Given the high numbers of those antibodies, I would strongly suggest an ultra-sound if you have not had one to make sure you don't have cancer.

As you know, you are very hyper. Yikes! Are you having itching w/ the rash?

cancer TPO and thyroglobulin
http://onlinelibrary.wiley.com/doi/10.1111/j.1699-0463.1994.tb04888.x/abstract
http://www.wikigenes.org/e/gene/e/7173.html

Understanding Thyroglobulin Ab.
http://www.labtestsonline.org/understanding/analytes/thyroglobulin/test.html

Anti-microsomal Antibodies- TPO Ab
Negative test is normal; you should not have any of these antibodies. And the healthy person does have a low titer of TPO.
http://www.nlm.nih.gov/medlineplus/ency/article/003556.htm


----------



## JPGreco

The rash is gone already, I don't think its linked to the meds or thryoid problem.

Yes, I had an ultrasound and the doc said nothing seemed really out of the ordinary. Some small nodules, but nothing that looked odd. I know that's not really conclusive, but since the odds are RAI or surgery will be needed, I'm just gonna wait on that worry for a bit.

Lovlkn, this is the second blood draw, so I do have a base line. As for not taking meds, too late. I take meds both morning and evening, but the blood test landed right in the middle of that. Other than that, been taking the meds regularly.


----------



## JPGreco

Well got some new labs. The only one that can be read since its from 2 different labs and is the only one applicable is my T3 total.
It went from 6.51 to 3.94 (I think). They are from two different labs and I think I converted them correctly into the same units. Range is from about (.8 - 2.0) so its come down quite a bit. Still way out of normal, but thats a hell of a result for only a weeks worth of drugging.

Next appointment is in 1 month and I was told to continue on the current meds of 50mg of Antenolol and 40mg of Methimazole.


----------



## JPGreco

Also, my alkaline phosphate levels have increased. Is this normal? I've read that it can be normal and my doc didn't make any mention of it.


----------



## JPGreco

My doc may be upping my meds to 60mg of methimazole a day. I got a VM about calling back, but the doc wasn't in today to answer and nobody could answer me, so I'll find out monday.


----------



## Lovlkn

Can you post all your labs -dates - test name- result and range on one post please.

While your numbers are still high if there is movement down I would question your doctor on the decision to increase to 60 of meth. A dose that Hugh can cause serious side effects and possibly low white blood counts.

How are you feeling?


----------



## JPGreco

The only things retested for my second visit was TSH and T3. I think she ordered T4 from the labs afterwards so I don't have those results.
TSH cannot be determined since the first lab had a higher degree of accuracy at .006. The second lab says <.01, so even if there is some change, I can't determine it.

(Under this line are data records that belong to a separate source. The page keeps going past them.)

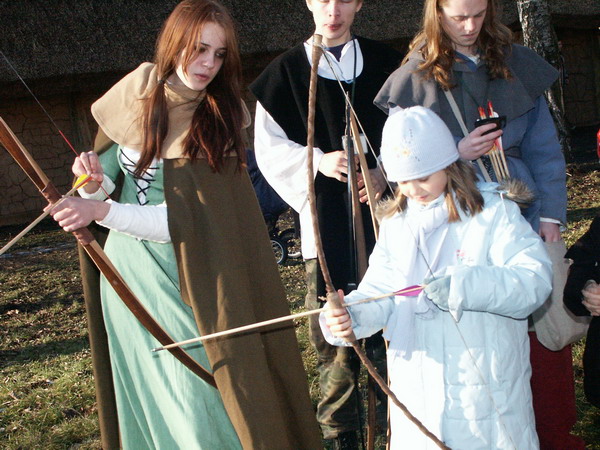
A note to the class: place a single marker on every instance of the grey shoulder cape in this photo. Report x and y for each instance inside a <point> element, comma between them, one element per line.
<point>532,75</point>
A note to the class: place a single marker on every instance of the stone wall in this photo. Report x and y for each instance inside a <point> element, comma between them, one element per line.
<point>19,198</point>
<point>20,201</point>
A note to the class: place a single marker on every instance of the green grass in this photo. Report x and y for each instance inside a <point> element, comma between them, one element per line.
<point>46,386</point>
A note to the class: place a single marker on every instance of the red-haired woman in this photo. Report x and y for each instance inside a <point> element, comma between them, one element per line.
<point>188,237</point>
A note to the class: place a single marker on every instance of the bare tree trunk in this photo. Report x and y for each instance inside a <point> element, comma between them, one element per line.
<point>539,35</point>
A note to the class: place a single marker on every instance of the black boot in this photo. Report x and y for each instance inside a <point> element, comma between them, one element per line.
<point>346,441</point>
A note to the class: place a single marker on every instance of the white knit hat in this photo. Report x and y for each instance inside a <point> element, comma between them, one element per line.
<point>415,144</point>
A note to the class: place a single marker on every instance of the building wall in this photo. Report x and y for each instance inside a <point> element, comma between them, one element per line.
<point>20,201</point>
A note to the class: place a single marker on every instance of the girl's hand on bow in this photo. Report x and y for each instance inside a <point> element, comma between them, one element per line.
<point>338,320</point>
<point>377,182</point>
<point>591,297</point>
<point>550,232</point>
<point>73,213</point>
<point>88,163</point>
<point>476,144</point>
<point>335,165</point>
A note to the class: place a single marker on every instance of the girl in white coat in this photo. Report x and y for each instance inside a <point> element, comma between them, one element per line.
<point>459,354</point>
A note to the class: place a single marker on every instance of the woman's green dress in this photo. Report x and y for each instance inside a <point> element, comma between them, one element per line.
<point>161,403</point>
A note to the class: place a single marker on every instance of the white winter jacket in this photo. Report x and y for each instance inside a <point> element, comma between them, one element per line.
<point>464,373</point>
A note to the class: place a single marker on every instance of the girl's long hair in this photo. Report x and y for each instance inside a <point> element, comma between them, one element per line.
<point>216,126</point>
<point>493,41</point>
<point>461,187</point>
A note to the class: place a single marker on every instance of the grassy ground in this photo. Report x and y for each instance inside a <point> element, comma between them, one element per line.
<point>46,387</point>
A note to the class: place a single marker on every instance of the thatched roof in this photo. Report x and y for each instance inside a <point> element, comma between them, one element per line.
<point>72,39</point>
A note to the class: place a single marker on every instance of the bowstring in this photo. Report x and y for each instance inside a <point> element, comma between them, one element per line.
<point>420,251</point>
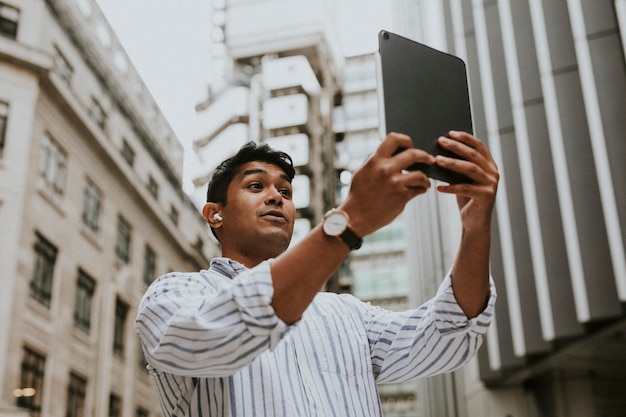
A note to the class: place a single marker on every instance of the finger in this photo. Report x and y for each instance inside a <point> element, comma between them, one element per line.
<point>392,143</point>
<point>408,157</point>
<point>414,181</point>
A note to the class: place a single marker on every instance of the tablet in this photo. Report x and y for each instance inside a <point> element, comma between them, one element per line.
<point>423,93</point>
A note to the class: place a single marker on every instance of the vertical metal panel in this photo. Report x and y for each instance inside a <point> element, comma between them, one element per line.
<point>551,273</point>
<point>601,64</point>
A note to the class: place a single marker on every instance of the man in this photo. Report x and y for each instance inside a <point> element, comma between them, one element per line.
<point>254,336</point>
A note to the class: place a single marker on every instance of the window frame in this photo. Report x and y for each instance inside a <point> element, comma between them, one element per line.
<point>149,270</point>
<point>115,405</point>
<point>119,331</point>
<point>76,396</point>
<point>92,206</point>
<point>128,153</point>
<point>9,25</point>
<point>123,240</point>
<point>32,375</point>
<point>53,166</point>
<point>4,119</point>
<point>62,66</point>
<point>42,276</point>
<point>83,301</point>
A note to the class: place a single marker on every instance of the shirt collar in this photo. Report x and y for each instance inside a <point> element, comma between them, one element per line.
<point>227,267</point>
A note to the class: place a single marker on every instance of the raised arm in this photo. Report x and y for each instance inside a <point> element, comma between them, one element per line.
<point>470,272</point>
<point>379,192</point>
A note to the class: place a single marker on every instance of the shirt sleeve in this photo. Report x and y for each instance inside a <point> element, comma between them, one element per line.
<point>435,338</point>
<point>197,325</point>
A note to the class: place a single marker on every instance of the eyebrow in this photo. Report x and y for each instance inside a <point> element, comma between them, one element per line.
<point>262,171</point>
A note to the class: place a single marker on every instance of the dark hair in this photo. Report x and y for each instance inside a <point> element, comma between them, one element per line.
<point>225,172</point>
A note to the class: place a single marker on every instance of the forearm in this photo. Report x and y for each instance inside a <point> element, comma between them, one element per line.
<point>192,326</point>
<point>301,272</point>
<point>470,272</point>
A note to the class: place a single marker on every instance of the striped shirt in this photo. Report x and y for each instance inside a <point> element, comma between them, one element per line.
<point>215,347</point>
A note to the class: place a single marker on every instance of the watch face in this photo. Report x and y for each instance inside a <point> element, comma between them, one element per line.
<point>335,224</point>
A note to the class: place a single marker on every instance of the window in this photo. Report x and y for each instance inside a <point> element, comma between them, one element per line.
<point>128,153</point>
<point>149,269</point>
<point>121,311</point>
<point>91,206</point>
<point>85,288</point>
<point>43,270</point>
<point>153,186</point>
<point>122,246</point>
<point>31,382</point>
<point>4,115</point>
<point>115,405</point>
<point>62,66</point>
<point>174,215</point>
<point>97,113</point>
<point>52,166</point>
<point>8,20</point>
<point>141,412</point>
<point>142,362</point>
<point>76,396</point>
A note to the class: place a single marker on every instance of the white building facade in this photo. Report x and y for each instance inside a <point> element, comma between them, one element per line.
<point>91,210</point>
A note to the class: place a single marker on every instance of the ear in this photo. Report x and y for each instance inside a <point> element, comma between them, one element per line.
<point>209,211</point>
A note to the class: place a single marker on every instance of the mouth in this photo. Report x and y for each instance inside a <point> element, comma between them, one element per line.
<point>274,215</point>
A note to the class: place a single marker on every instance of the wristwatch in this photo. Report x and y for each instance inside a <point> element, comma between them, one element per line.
<point>337,223</point>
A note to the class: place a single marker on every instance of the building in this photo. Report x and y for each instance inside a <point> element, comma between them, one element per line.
<point>91,210</point>
<point>280,76</point>
<point>379,272</point>
<point>548,87</point>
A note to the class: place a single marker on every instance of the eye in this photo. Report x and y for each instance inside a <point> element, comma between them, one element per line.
<point>255,186</point>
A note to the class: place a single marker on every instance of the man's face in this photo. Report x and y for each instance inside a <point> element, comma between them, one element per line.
<point>259,214</point>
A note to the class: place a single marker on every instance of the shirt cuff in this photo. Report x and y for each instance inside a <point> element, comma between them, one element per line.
<point>253,296</point>
<point>451,316</point>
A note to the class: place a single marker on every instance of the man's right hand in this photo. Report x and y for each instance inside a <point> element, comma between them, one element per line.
<point>381,188</point>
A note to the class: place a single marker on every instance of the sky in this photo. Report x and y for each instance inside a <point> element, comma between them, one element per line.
<point>169,45</point>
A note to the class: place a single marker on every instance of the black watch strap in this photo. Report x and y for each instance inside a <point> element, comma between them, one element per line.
<point>351,239</point>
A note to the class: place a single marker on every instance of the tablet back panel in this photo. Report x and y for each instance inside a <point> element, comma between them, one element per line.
<point>424,95</point>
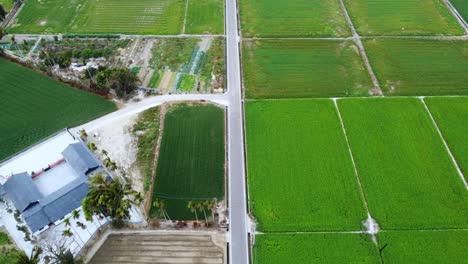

T3, as I posted is it went from 6.51 to 3.94 (I think). They are from two different labs and I think I converted them correctly into the same units. Range is from about (.8 - 2.0) so its come down quite a bit. Still way out of normal, but thats a hell of a result for only a weeks worth of drugging.

T4 will be unknown until monday since the doc wasn't in today to talk to.

I just don't know if its a mistake in my file or they actually want me on 60mgs. If the doc didn't write down that she called me and upped my meds already, it could be a mistake.


----------



## Lovlkn

Your labs are going down which is good. Don't worry about TSH as that can lag 6 weeks and is a diagnostic test not a test to base medication dosage by. Many doctors do but it's useless for determining doses. FT4 and FT 3 are what you need to ask for.

Be aware that during initial dosing sometimes the T-4 or T-3 do a teeter totter meaning while 1 falls the other goes up. In my opinion it's better to give the meds time to work rather than increasing for the teeter titter event.

When this happened to me my endo raised my dose and I was hypo within 4 weeks.

Ask questions of your doctor. 60mg is an extremely high dose. If your labs are falling ask why they want to increase


----------



## JPGreco

Yeah, it was kind of random. I was called about a T4 test that isnt on my labwork copy so I'm not even sure where this test came from.


----------



## JPGreco

Well so much for anymore methimazole. I just had an allergic reaction to it it seems. About 5am this morning I woke up with hives all on my upper legs. My doc is closed so I can't call, so I'm just not taking the meds and took some benadryl. Just waiting to see how it all goes. If the benadryl doesn't do anything really affective, its off the ER I guess.

So far the benadryl is relieving the symptoms. Just took a second dose.


----------



## Andros

JPGreco said:


> Well so much for anymore methimazole. I just had an allergic reaction to it it seems. About 5am this morning I woke up with hives all on my upper legs. My doc is closed so I can't call, so I'm just not taking the meds and took some benadryl. Just waiting to see how it all goes. If the benadryl doesn't do anything really affective, its off the ER I guess.
> 
> So far the benadryl is relieving the symptoms. Just took a second dose.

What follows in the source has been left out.